Treatment of external auditory canal cholesteatoma (EACC) has been a question of debate. To our knowledge and according to a systematic review of endoscopic ear surgery (EES) in 2015, this study describes for the first time the technique and outcome by solely transcanal EES for EACC.

Study Method:

Retrospective case series, level of evidence IV.

Methods:

Between October 2014 and December 2016, nine patients with unilateral EACC have been treated by EES. Using a bimanual technique, canaloplasty has been performed using tragal perichondrium, cartilage, or artificial bone. Symptoms, signs, and reconstruction technique have been assessed and the primary endpoint: healing time was compared with benchmark values in the literature.

Results:

During the 26 months study period all of our nine Naim stage III EACCs were successfully treated by EES with median healing time of 23.8 days.
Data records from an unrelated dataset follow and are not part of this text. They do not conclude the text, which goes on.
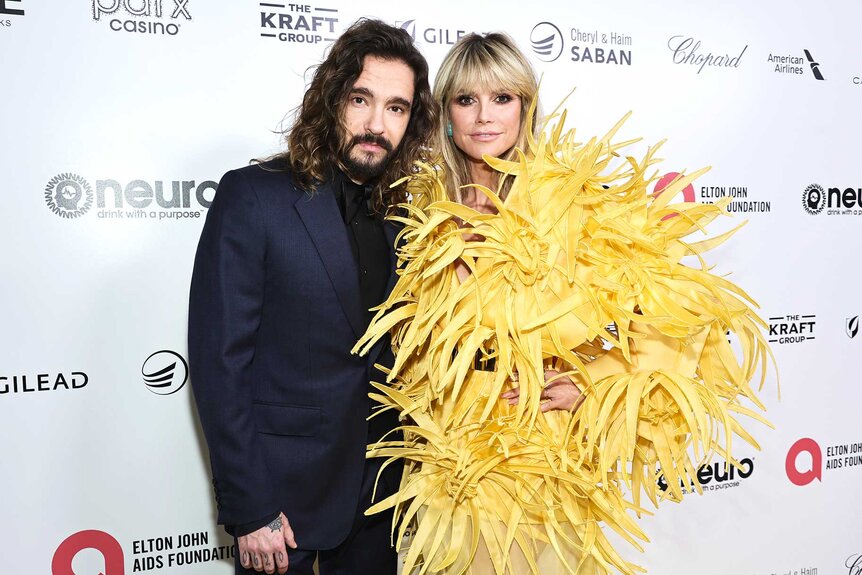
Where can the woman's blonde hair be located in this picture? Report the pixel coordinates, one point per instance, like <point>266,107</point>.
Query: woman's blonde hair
<point>490,62</point>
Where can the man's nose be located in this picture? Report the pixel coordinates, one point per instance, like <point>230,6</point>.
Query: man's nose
<point>374,122</point>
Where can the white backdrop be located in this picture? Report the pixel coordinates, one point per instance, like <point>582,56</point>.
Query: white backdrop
<point>111,109</point>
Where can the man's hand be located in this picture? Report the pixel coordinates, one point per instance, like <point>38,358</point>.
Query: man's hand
<point>264,549</point>
<point>560,392</point>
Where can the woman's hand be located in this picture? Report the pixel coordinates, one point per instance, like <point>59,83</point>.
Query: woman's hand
<point>560,392</point>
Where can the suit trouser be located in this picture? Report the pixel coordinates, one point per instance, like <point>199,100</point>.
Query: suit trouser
<point>367,549</point>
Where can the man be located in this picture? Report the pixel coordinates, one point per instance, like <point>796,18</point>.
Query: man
<point>293,254</point>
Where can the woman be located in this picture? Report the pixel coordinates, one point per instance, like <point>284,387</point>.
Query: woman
<point>552,353</point>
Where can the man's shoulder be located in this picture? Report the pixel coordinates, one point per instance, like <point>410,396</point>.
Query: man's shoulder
<point>269,174</point>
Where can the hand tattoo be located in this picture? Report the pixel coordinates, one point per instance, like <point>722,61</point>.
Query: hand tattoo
<point>275,524</point>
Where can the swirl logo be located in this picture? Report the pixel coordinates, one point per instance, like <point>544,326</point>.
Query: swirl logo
<point>803,477</point>
<point>547,41</point>
<point>104,543</point>
<point>165,372</point>
<point>851,326</point>
<point>69,195</point>
<point>814,199</point>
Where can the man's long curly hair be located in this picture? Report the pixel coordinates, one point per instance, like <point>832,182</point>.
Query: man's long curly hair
<point>318,138</point>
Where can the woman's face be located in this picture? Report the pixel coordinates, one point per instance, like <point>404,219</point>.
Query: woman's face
<point>485,122</point>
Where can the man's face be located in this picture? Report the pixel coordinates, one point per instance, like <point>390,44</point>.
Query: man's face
<point>376,115</point>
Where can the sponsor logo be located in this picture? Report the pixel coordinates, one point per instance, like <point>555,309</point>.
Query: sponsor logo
<point>298,23</point>
<point>813,199</point>
<point>154,17</point>
<point>851,326</point>
<point>804,476</point>
<point>585,45</point>
<point>432,35</point>
<point>105,544</point>
<point>68,381</point>
<point>815,66</point>
<point>792,328</point>
<point>835,201</point>
<point>838,456</point>
<point>546,41</point>
<point>69,195</point>
<point>794,64</point>
<point>152,553</point>
<point>9,8</point>
<point>716,476</point>
<point>165,372</point>
<point>742,200</point>
<point>687,50</point>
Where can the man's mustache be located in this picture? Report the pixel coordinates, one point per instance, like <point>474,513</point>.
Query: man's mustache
<point>372,139</point>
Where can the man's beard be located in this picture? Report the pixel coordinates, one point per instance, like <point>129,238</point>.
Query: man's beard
<point>365,166</point>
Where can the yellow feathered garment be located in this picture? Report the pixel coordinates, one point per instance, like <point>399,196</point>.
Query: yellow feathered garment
<point>580,270</point>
EACC limited to the external auditory canal (Naim stage III) represented an ideal target for EES minimizing tissue damage and thus median healing time compared with retroauricular (42–56 d) or endaural (59 d) surgical techniques.

Discussion:

Shorter healing time helped to reduce skepticism toward a surgical treatment of EACC from the patient's perspective. Moreover, EES relied on reduced bulky equipment, dressing time, and complex maintenance compared with microscopic techniques.

Conclusion:

Transcanal endoscopic surgery is a valid treatment option for EACC up to Naim stage III. Moreover, the described procedure fosters in our eyes the teaching of our residence to get familiar with the basic steps of EES.